Soheil Ghiasi, a professor in the UC Davis Department of Electrical and Computer Engineering, has launched a startup, Storx Technologies, to commercialize a noninvasive pulse oximeter that can measure a baby’s blood oxygen saturation while it is still in the womb. His innovation may lead to safer deliveries and enable new fetal research.
Since he joined the UC Davis faculty in 2004, Ghiasi’s main focus has been application-specific embedded computers.
“These are computers that don’t look like computers,” said Ghiasi. “They are pretty much everywhere. Some are in low-end devices like toys or coffeemakers. But some have high-end, mission-critical requirements, and are integrated into military applications, airplanes or medical devices.”

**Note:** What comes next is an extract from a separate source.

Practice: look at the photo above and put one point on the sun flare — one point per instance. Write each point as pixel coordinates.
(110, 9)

He became interested in fetal monitoring technology after his daughter was born. During her delivery, the readings on the fetal monitors, which measure heart rate and uterine contractions, fell into a gray zone, indicating possible low oxygen levels. Inadequate oxygen supply to the fetus can result in hypoxic brain injury, and can lead to disabilities or death.
“Some patterns are obviously alarming so doctors do an emergency C-section,” said Ghiasi. “And some patterns show there isn’t a problem. But there’s a gray area in the middle, which is referred to as ‘non-reassuring’ fetal heart rate traces. ”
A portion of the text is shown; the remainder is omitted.